In 2008 the total number of full-time equivalent jobs was 37. The number of jobs in the primary sector was 16, all of which were in agriculture. The number of jobs in the secondary sector was 5 of which 3 or (60.0%) were in manufacturing and 2 (40.0%) were in construction. The number of jobs in the tertiary sector was 16. In the tertiary sector; 1 was in the movement and storage of goods, 3 or 18.8% were in a hotel or restaurant, 1 was in the information industry, 3 or 18.8% were technical professionals or scientists, 6 or 37.5% were in education.

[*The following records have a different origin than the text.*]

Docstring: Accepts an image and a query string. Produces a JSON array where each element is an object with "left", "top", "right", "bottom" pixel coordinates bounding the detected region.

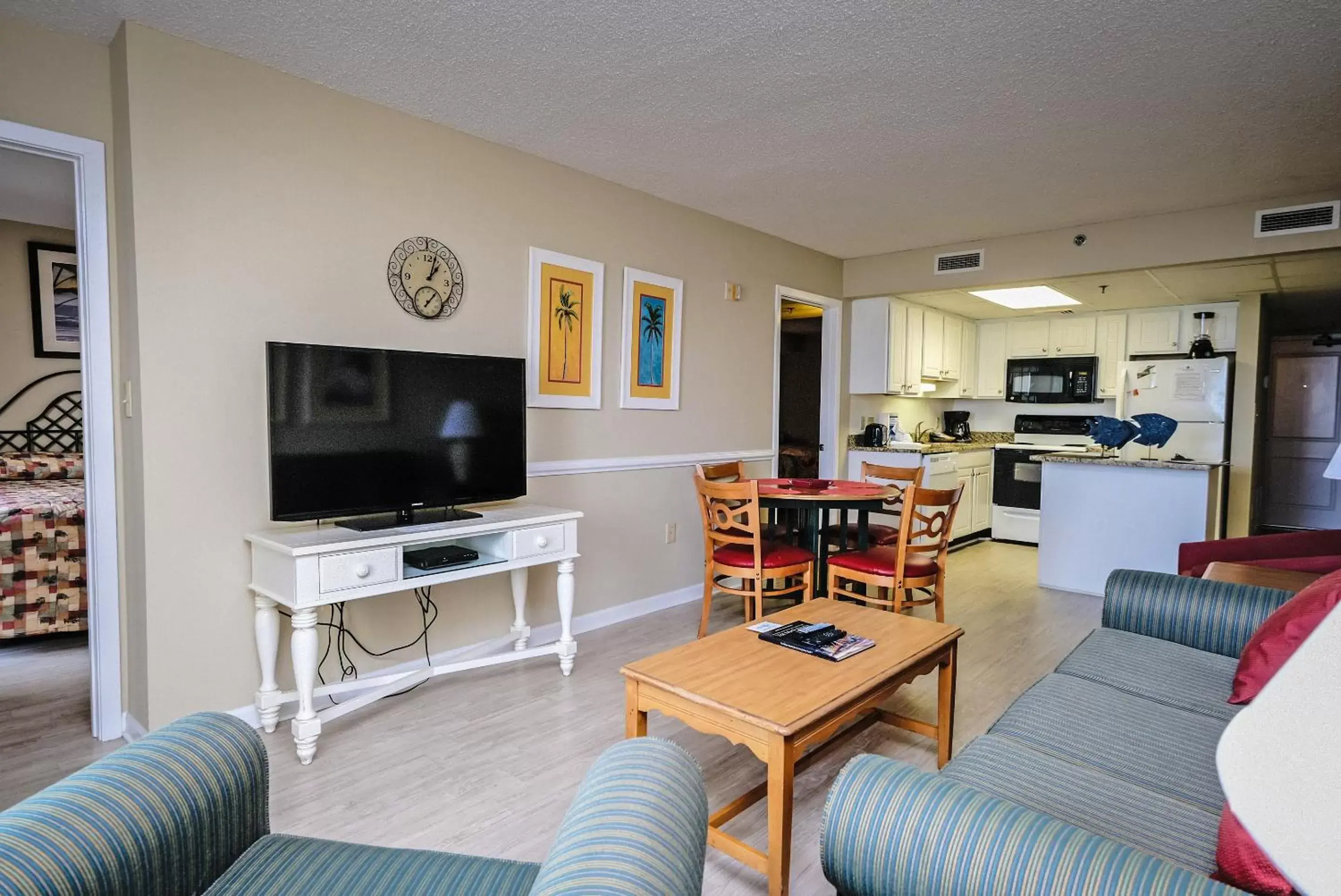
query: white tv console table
[{"left": 247, "top": 504, "right": 582, "bottom": 765}]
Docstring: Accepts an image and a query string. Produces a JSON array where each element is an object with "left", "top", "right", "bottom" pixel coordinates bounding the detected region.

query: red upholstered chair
[
  {"left": 829, "top": 486, "right": 964, "bottom": 622},
  {"left": 825, "top": 455, "right": 922, "bottom": 549},
  {"left": 693, "top": 476, "right": 815, "bottom": 637},
  {"left": 1178, "top": 530, "right": 1341, "bottom": 578}
]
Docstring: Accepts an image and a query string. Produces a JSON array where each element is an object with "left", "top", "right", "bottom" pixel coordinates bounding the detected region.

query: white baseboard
[
  {"left": 121, "top": 712, "right": 149, "bottom": 743},
  {"left": 228, "top": 585, "right": 703, "bottom": 740}
]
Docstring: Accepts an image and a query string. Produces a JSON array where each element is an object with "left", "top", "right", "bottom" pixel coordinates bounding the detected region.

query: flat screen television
[{"left": 265, "top": 342, "right": 526, "bottom": 529}]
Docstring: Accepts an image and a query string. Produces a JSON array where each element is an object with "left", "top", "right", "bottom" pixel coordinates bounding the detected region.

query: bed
[{"left": 0, "top": 374, "right": 88, "bottom": 638}]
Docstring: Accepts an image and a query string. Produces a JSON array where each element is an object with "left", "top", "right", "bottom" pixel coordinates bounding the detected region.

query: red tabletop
[{"left": 758, "top": 479, "right": 899, "bottom": 502}]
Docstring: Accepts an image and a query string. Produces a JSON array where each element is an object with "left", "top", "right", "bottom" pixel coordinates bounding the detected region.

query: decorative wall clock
[{"left": 386, "top": 236, "right": 465, "bottom": 320}]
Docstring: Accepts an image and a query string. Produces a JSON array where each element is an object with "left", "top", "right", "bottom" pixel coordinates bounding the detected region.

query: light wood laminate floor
[{"left": 0, "top": 542, "right": 1100, "bottom": 895}]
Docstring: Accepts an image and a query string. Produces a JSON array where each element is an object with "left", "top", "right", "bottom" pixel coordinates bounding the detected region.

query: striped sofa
[
  {"left": 821, "top": 570, "right": 1291, "bottom": 896},
  {"left": 0, "top": 712, "right": 708, "bottom": 896}
]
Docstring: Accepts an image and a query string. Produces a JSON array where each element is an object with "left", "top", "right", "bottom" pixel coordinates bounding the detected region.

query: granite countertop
[
  {"left": 847, "top": 432, "right": 1015, "bottom": 455},
  {"left": 1042, "top": 454, "right": 1227, "bottom": 472}
]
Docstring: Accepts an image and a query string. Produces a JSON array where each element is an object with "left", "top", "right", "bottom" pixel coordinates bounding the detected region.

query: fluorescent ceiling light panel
[{"left": 968, "top": 285, "right": 1079, "bottom": 308}]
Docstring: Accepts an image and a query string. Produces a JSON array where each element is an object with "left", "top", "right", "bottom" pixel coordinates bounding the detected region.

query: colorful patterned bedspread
[{"left": 0, "top": 479, "right": 88, "bottom": 638}]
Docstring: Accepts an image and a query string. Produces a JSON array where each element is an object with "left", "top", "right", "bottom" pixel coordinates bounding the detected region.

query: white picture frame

In 2000, there were 31 workers who commuted into the municipality and 221 workers who commuted away. The municipality is a net exporter of workers, with about 7.1 workers leaving the municipality for every one entering. Of the working population, 6.8% used public transportation to get to work, and 69.1% used a private car.

==Religion==
From the 2000 census, 176 or 33.3% were Roman Catholic, while 243 or 46.0% belonged to the Swiss Reformed Church. Of the rest of the population, there was 1 member of an Orthodox church who belonged, there were 2 individuals (or about 0.38% of the population) who belonged to the Christian Catholic Church, and there were 14 individuals (or about 2.65% of the population) who belonged to another Christian church. There were 3 (or about 0.57% of the population) who were Islamic. 85 (or about 16.10% of the population) belonged to no church, are agnostic or atheist, and 3 individuals (or about 0.57% of the population) did not answer the question.

==Education==
In Heinrichswil-Winistorf about 219 or (41.5%) of the population have completed non-mandatory upper secondary education, and 69 or (13.1%) have completed additional higher education (either university or a Fachhochschule). Of the 69 who completed tertiary schooling, 75.4% were Swiss men, 15.9% were Swiss women.

As of 2000, there were 16 students in Heinrichswil-Winistorf who came from another municipality, while 49 residents attended schools outside the municipality.